米国の大手水産加工施設トライデント社

2013/05/10 17:14 に 松本リサ が投稿
カニ、オヒョウ、サケの、ポーションカットが多い。
日本への製品は、以前は7〜8割りあった大手企業だが、最近は日本が不景気で、日本の比率が少なくなっている。
法律が決まる前からHACCPを独自に行っている。
CCP以外にもCPのリストを作っている。これは、本来のHACCPには必要がないが、ここまで行っていると、実際に効果があるのと、政府のインスペクターは満足をするので、監査がスムーズになる。
主なCCPは
  • ヒスタミン(ある魚種だけ)
  • 金属
HACCPマニュアルに記述されている項目

魚のHACCPで難しいのは「漁船」。これをどうコントロールするか。
トライデンとでは、漁船は契約しているところか、自社のものを使っているので、問題が出ない。
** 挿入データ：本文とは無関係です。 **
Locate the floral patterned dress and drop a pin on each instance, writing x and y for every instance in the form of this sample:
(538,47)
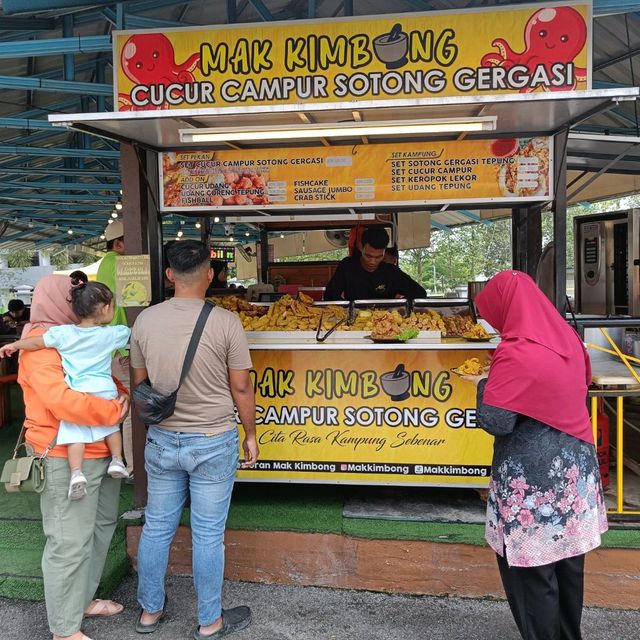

しかし、海外からかうものについては、漁船までチェックが出来ないので、難しい面がある。

↓タラバガニのバンドソーカット。凍結された原料タラバを、凍結の状態のまま素早くカットをする。動線に沿って機器、作業者、コンベアーは設置されている。バンドソーが多いので、電源コードが少し問題。電源コードにほこりが溜まりやすい。


↓ズワイガニの処理コンベアーライン。古い工場だが、天井と照明、機器の配置、ごみ箱の設置位置と回収方法など、HACCP対応の配慮が見られる。



↓パッキングの箱などの資材は、天井上から真下に供給される。段ボールには虫が入るという危険が多く、作業場とは別に置く必要があるため。しかし、段ボールは、パッキング場所のすぐ近くに来てくれないと困るので、これを満たすのにこの方法になる。多くの工場で、段ボール箱は天井から直接パッキング場所に落ちるようになっている。



↓パッキングされたズワイガニのケース。



↓天井上に、段ボールを組み立てている部屋が見える。



↓オヒョウは、内蔵と頭を取られたものが丸で凍結されたものが来る。これをバンドソーでステーキ用にポーションカットをする。大型の魚体は大割してからポーションにする、この写真は大割をしているところ。



↓ステーキ用のポーションカット。シアトルのあるワシントン州では、カッティングテーブルや魚箱はすべてプラスチックのを使わなければHACCPの認証がとれない。しかし、東海岸のボストンなどでは、木製も認められている。地域によって考え方や方式、規制が違うのは、米国でも日本でも同じ。政府のインスペクターによって認識ややり方が違うのも、米国も日本も同じ。



↓カットされたステーキ



↓カットされた切り身は、中心がまだ完全に凍結状態である。これをいったんシャワーを通し、表面に薄い水の膜を付けると、中が凍結状態なので、表面に薄い氷の膜が出来る。これが魚肉を乾燥させないで冷凍保管するカバーになる。このシャワー工程は、細かいバンドソー屑の洗浄工程も兼ねている。この状態になったのをパッキングする。



↓業務用のバルクパック



↓小売り用に真空パックされたステーキ。



↓バンドソーから出てきたカット屑。これはこれからこの工場の家主であるBellingham Cold Storegeに持っていき、フィッシュコンソメをつくる。